Matthew Hewett
Department of Linguistics
University of Pennsylvania
“Singular they and the syntax of townhouses”
(Joint work with Karlos Arregi)
Existing analyses of singular they (e.g. Bjorkman 2017, Conrod 2019, Konnelly & Cowper 2020) don’t provide an account of the fact that it obligatorily triggers plural verbal agreement, despite having singular reference (e.g. Kelly(i) thinks they(i) {deserve/*deserves} first place). These accounts claim that the plurality of singular they is just a matter of exponence, due to underspecification. The agreement facts, however, point to singular they being morphosyntactically plural. We propose that singular they belongs to a class of pronouns we term townhouse pronouns (or simply townhouses), including editorial we and nurse we, among others, which display the same type of verbal agreement mismatch. Under our analysis, what’s special about singular they and other townhouses has to do with pronouns and their structure, not with gender per se. More specifically, we provide a unified analysis of townhouses and ordinary pronouns: Like ordinary pronouns (Postal 1966, Elbourne 2001), townhouses are D heads with a null complement, but unlike them, their complement is a DP. In the specific case of singular they, the nominal has an outer plural shell DP headed by overt they, and a covert inner singular core DP headed by pron[-g], an otherwise ineffable non-masculine, non-feminine, animate pronoun. We provide evidence for all core aspects of the proposal.
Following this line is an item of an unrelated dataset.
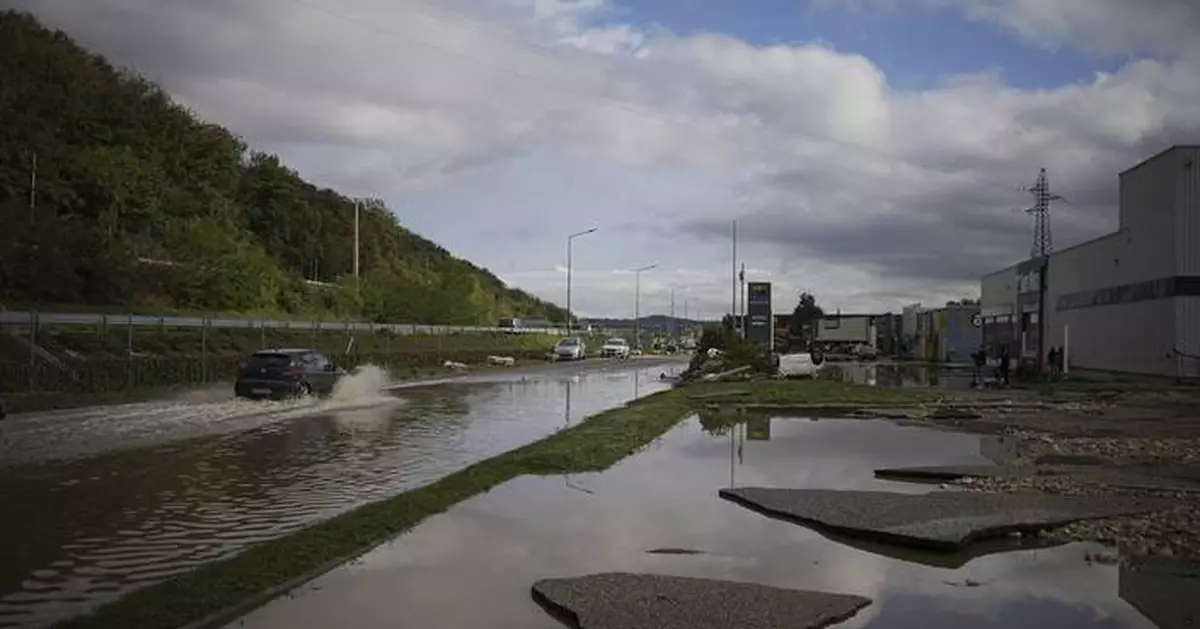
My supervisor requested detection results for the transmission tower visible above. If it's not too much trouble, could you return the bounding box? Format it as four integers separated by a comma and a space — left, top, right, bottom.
1024, 168, 1062, 258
Finally, we account for restrictions on possible townhouses that may shed light on the inventory and representation of phi-features, based on the hypothesis that the phi-features of the core DP must be a subset of the phi-features of the shell DP. If correct, the analysis provides evidence for a mixed theory of phi-features in which some are privative (e.g. [pl] vs. [ ] for plural vs. singular) and others are binary (e.g. [+/-participant] for 1st/2nd vs. 3rd person).